Hohe Teilnehmerzahl bei sogenannten Anti-Rassismus-Demonstrationen
Hohe Teilnehmerzahl bei sogenannten Anti-Rassismus-Demonstrationen
Datum: 08.06.2020 - 09:00 Uhr
Die sogenannten Anti-Rassismus-Demonstrationen tragen in sich selbst schon ihren Kardinalfehler. Demonstriert wird in erster Linie, mitunter sogar ausschließlich, unter dem Motto »Black lives matter«. Damit werden andere Menschengruppen per se ausgeschlossen, die aber als Minderheit ebenfalls Opfer von Diskriminierung durch die Mehrheit werden. In den USA sind es vor allem die »Native Americans«, die noch immer nicht einmal annähernd einen Bruchteil der Rechte haben, die die anderen Volksgruppen inne haben. Einen schwarzen US-Präsidenten gab es schon, aber bis es ein Nachkomme der Ureinwohner in das Amt des US-Präsidenten schaffen wird, dauert es wohl noch einmal mindestens 100 Jahre.

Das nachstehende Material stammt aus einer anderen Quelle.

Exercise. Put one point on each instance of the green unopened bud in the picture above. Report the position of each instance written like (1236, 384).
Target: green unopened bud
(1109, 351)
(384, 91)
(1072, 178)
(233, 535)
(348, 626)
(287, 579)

Auch der weißen Minderheit schenkt man keine Beachtung. Doch die wird vor allem in einigen südafrikanischen Ländern massiv ausgegrenzt, diskriminiert, verfolgt und getötet. Dabei ist deren einziges »Versäumnis«, dass sie in eben dem entsprechenden Land geboren wurden. Freiwillig ausgesucht haben sie sich ihren Geburtsort genau so wenig.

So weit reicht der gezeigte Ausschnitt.